SPHÈRE ARMILLAIRE EN BRONZE DORÉ
D’ÉPOQUE LOUIS XIV

La présente sphère est l’un des seuls exemplaires français subsistant de l’époque de Louis XIV. l est singulier qu’aussi peu de sphères armillaires issues des ateliers parisiens de la seconde moitié du XVIIe siècle aient survécu, tandis qu’à la même période, Paris s’impose comme l’un des centres principaux dans le domaine de l’astronomie et des autres sciences. Si des cercles scientifiques privés existaient auparavant, l’émulation engendrée par la création de l’Académie des Sciences en 1666, par Louis XIVet Colbert, suivie l’année d’après par celle de l’Observatoire, attire à Paris de grands scientifiques européens, comme Öle Rømer, Christian Huygens ou Jean-Dominique Cassini ( 1625-1712 ), le futur directeur de l’Observatoire.

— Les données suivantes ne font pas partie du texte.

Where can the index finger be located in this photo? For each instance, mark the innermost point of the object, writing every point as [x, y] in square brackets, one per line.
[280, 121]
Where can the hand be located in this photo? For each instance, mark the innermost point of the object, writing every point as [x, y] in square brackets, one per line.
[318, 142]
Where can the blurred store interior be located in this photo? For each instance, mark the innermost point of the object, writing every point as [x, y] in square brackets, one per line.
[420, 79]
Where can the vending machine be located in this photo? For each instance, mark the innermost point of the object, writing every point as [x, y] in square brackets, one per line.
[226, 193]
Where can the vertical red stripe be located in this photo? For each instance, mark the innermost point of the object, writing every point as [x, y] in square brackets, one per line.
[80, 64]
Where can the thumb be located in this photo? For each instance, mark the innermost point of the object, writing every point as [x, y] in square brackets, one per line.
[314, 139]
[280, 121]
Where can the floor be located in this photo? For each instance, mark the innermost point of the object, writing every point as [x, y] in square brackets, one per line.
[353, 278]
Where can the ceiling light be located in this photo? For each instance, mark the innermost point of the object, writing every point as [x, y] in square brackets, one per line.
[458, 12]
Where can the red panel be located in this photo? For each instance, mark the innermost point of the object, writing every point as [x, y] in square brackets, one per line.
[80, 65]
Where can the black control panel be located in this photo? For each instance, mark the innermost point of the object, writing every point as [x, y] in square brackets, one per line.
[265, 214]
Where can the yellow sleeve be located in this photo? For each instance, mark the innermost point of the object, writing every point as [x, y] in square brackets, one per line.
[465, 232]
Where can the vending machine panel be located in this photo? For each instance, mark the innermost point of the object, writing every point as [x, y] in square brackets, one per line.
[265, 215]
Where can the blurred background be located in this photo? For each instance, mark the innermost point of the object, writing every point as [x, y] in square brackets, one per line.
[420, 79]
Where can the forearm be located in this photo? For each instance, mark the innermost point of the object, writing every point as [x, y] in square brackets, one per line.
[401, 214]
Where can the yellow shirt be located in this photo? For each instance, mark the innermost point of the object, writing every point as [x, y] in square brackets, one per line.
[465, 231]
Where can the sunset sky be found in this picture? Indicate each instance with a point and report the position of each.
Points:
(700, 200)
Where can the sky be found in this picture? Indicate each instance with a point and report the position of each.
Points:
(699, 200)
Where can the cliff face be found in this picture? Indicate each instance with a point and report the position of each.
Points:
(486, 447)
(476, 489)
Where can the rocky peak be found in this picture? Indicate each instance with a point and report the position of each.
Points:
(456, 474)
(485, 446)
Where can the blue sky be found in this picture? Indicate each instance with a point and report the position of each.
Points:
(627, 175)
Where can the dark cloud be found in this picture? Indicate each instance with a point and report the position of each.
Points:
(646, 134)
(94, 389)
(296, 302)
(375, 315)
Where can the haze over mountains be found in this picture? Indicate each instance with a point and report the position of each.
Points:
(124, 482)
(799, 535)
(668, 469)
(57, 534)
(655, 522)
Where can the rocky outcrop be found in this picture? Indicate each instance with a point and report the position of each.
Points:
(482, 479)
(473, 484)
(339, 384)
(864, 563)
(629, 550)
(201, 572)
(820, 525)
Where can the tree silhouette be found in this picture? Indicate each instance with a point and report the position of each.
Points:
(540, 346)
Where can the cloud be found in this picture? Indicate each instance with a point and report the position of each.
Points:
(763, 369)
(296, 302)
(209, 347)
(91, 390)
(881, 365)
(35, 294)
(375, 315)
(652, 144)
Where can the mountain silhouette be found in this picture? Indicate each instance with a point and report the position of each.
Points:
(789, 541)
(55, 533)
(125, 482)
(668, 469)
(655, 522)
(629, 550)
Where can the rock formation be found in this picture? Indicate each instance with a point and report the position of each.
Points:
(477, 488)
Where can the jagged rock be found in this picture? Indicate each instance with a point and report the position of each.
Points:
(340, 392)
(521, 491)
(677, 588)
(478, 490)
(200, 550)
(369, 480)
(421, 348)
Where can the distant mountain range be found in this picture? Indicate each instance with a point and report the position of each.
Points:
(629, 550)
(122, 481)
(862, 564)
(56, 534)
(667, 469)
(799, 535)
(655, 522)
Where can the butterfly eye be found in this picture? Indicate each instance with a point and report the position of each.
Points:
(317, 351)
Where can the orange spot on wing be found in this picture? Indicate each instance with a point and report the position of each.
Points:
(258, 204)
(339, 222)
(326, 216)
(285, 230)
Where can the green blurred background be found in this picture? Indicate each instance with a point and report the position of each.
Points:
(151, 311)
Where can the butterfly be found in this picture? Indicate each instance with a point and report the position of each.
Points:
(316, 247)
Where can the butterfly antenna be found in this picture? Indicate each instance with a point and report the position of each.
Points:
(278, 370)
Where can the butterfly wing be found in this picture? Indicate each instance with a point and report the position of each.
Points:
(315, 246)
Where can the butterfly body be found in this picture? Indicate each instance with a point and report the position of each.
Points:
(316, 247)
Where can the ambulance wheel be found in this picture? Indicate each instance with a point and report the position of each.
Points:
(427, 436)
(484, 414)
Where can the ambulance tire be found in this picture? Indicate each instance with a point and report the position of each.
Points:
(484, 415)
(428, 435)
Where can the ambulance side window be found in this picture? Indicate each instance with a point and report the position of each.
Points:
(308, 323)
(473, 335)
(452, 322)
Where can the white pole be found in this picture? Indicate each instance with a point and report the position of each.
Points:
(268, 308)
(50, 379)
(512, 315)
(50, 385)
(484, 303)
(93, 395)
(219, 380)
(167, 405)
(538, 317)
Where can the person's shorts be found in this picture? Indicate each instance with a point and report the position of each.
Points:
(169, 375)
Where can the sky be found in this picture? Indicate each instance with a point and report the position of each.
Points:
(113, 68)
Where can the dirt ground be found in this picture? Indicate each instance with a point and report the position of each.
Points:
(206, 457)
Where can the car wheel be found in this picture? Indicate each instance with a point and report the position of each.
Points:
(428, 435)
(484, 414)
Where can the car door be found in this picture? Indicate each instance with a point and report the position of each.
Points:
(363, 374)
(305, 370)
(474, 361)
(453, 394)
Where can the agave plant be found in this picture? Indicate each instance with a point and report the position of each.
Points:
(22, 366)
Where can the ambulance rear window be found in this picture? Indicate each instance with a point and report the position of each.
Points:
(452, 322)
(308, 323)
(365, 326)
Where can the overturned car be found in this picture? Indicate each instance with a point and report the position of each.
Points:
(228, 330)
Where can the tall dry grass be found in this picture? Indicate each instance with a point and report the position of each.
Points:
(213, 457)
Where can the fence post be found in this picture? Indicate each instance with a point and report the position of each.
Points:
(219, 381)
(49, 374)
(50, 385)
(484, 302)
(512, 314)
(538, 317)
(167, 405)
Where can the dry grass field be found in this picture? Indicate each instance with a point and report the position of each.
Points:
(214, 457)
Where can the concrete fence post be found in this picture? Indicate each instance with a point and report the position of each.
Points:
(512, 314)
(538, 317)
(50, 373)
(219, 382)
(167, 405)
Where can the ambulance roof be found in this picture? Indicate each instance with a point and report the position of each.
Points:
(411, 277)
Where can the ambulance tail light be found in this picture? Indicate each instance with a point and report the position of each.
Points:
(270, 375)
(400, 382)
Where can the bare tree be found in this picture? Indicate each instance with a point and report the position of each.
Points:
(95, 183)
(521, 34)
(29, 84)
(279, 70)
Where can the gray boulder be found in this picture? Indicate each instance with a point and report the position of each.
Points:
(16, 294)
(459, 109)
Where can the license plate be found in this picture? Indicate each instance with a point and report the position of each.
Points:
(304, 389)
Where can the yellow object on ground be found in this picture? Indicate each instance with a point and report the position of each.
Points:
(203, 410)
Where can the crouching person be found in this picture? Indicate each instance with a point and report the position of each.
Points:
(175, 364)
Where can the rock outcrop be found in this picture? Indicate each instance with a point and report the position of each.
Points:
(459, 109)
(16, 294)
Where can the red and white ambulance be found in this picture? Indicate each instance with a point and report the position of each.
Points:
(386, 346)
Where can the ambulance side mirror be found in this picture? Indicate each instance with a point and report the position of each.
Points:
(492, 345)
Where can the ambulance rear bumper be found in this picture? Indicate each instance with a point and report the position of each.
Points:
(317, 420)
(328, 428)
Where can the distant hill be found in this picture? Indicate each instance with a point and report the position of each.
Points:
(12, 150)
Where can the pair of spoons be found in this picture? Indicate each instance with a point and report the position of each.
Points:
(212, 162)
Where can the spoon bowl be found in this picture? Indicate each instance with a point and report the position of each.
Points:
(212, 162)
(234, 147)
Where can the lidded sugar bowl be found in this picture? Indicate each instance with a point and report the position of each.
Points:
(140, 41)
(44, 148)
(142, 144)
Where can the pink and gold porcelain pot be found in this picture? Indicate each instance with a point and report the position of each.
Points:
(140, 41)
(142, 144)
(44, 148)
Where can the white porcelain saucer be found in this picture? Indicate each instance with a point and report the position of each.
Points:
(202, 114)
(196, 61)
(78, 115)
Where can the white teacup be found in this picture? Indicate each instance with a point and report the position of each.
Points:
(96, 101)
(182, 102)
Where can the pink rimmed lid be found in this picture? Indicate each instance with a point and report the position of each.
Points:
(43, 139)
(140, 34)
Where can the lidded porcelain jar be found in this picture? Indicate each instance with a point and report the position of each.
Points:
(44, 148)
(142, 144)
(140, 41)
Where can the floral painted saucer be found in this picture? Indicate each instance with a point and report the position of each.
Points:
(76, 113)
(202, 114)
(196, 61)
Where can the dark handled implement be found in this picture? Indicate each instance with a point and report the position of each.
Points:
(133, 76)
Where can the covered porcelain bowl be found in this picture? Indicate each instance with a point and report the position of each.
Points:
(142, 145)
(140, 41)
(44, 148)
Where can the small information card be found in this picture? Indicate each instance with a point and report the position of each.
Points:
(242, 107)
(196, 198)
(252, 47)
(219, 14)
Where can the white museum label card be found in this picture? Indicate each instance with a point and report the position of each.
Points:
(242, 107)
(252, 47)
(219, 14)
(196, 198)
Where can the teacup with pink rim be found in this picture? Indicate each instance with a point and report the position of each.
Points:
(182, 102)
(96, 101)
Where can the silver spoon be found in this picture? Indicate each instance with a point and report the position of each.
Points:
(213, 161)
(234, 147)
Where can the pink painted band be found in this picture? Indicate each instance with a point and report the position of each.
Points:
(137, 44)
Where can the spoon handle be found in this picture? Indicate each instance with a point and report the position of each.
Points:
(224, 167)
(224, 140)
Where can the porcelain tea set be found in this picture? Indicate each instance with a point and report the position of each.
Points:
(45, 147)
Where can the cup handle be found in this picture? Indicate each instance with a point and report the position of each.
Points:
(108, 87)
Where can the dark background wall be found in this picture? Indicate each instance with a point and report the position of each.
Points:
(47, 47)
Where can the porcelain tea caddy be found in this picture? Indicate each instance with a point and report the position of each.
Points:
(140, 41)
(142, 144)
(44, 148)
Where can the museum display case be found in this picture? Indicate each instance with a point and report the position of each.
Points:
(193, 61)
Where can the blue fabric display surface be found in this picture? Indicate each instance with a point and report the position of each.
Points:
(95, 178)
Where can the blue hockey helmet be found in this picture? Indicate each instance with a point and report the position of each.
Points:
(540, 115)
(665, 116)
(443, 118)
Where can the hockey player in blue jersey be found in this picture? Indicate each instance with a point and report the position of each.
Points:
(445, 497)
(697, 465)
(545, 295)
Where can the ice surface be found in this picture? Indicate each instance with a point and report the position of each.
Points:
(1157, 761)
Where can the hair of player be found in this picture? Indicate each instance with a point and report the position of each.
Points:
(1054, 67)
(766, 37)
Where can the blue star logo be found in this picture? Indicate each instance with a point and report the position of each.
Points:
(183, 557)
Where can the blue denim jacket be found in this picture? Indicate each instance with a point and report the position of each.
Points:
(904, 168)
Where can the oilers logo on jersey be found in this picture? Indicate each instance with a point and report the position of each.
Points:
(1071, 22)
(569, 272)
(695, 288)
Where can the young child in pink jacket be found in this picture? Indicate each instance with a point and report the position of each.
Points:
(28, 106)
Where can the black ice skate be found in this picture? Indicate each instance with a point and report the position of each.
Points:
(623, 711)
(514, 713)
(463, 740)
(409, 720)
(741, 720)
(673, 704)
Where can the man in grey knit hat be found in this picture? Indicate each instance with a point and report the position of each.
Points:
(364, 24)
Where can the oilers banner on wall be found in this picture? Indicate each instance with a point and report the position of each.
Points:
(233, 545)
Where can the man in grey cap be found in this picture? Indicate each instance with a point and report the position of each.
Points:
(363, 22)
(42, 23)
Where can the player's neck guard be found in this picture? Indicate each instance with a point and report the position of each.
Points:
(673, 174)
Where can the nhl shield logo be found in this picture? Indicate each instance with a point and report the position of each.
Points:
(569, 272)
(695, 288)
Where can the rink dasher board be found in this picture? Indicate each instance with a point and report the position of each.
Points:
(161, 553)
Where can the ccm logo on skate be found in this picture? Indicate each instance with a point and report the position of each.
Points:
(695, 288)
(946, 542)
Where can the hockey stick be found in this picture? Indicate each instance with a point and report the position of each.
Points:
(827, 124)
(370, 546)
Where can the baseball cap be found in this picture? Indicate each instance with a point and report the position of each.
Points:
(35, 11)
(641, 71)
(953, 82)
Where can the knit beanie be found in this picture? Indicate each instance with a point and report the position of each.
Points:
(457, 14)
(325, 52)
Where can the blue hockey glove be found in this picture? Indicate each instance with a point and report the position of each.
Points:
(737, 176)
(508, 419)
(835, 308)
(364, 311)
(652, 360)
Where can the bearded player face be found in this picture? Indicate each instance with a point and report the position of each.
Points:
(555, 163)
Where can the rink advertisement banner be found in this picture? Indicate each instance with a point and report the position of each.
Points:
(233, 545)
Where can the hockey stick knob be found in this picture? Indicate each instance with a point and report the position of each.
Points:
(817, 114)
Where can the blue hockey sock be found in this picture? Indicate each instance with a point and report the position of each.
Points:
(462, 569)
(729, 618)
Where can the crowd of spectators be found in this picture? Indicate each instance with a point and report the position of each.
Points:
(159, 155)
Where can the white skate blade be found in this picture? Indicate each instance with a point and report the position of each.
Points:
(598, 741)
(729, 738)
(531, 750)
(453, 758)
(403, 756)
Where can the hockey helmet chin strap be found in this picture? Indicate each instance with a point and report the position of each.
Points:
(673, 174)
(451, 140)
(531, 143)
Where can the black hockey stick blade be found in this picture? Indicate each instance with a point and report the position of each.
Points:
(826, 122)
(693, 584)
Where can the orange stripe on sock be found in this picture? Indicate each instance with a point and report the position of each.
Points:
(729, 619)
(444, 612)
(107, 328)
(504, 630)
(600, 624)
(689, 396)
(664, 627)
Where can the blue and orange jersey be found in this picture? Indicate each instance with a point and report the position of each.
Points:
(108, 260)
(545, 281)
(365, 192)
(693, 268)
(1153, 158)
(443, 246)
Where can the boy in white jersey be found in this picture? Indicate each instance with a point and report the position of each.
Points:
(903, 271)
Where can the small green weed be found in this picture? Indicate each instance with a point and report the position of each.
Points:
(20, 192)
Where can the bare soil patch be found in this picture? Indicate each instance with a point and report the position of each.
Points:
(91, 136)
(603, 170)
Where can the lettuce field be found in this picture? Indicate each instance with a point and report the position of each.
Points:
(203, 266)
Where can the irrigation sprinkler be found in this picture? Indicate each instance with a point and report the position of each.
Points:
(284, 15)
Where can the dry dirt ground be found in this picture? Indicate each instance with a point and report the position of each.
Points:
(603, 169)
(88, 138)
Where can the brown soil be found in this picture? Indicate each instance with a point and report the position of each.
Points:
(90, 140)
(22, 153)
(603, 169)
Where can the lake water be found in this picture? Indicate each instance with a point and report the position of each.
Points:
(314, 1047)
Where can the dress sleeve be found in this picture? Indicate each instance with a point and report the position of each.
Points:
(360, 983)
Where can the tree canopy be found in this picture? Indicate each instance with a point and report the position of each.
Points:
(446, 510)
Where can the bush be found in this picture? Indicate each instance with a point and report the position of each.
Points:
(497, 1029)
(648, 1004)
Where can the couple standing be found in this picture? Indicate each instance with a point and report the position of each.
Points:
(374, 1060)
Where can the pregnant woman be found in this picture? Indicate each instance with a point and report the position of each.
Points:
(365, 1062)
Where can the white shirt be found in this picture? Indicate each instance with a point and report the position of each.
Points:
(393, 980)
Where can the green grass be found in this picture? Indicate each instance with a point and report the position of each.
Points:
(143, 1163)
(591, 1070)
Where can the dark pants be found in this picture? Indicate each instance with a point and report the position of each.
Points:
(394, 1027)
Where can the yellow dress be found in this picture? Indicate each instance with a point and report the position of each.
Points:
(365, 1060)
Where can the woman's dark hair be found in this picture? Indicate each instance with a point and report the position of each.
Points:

L’un des rares exemplaires connus est la sphère armillaire mécanique réalisée par Jérôme Martinot ( 1671-1725 ), horloger du roi, avec la collaboration du fabricant d’instruments Thomas Haye conservée aujourd’hui à la Bibliothèque nationale de France. Elle est similaire mais plus petite que celle présentée au roIen 1701. De nombreuses sphères armillaires sont ostensiblement représentées dans l’iconographie de l’époque, et sont souvent associées à l’image du « Roi protecteur des sciences » . C’est le cas dans la gravure représentant Louis XIV rendant visite à l’Académie, où l’on distingue une sphère au premier plan ( fig. 1 ).

Une fabrication d’instruments scientifiques réglementée est apparue pour la première fois en 1656 dans les statuts de la communauté des maîtres fondeurs parisiens qui en reçurent le privilège. Après cela, ils obtinrent le droit de porter le titre d’« Ingénieurs et fabricateurs d’instruments de mathématiques, de globes et sphères » . Plus tard, d’autres communautés de métier ont pu inclure la fabrication d’instruments scientifiques dans leur statuts. C’est le cas de celle des « fourbisseurs » , qui reçut la permission de réaliser des instruments de fer, et de celle des « arquebusiers » d’où seront issus de célèbres fabricants, tels Gosselin, Tanguy et Lagny, fournisseurs de l’Académie des Sciences.

La présente sphère fut conçue comme un luxueux objet d’art. Elle peut être datée stylistiquement grâce à la forte ressemblance des trois pieds en console avec ceux du planétaire d’Ole Rømer et d’Isaac Thuret, réalisé en 1684 pour le roi Christian V du Danemark, et conservé aujourd’hui au Château de Rosenborg à Copenhague. Son emploi abondant d’ornements en bronze doré est très proche du style des ébénistes contemporains comme André-Charles Boulle. Il s’agit probablement d’une commande particulière issue de la collaboration entre un bronzier et un constructeur d’instruments scientifiques. Il existe un contraste certain entre la beauté de la construction, la qualité des gravures et des graduations, d’une part et les fautes d’orthographe et les anomalies astronomiques d’autre part.

Il serait hasardeux de tenter une quelconque attribution. Cependant, elle fut probablement réalisée par l’un des meilleurs fabricants de l’époque, comme Nicolas Bion ( 1652-1733 ), Pierre Sevin ( actif vers 1665-1683 ), Michael Butterfield ( vers 1635-1724 ) ou Philippe Claude Lebas ( mort en 1677 ).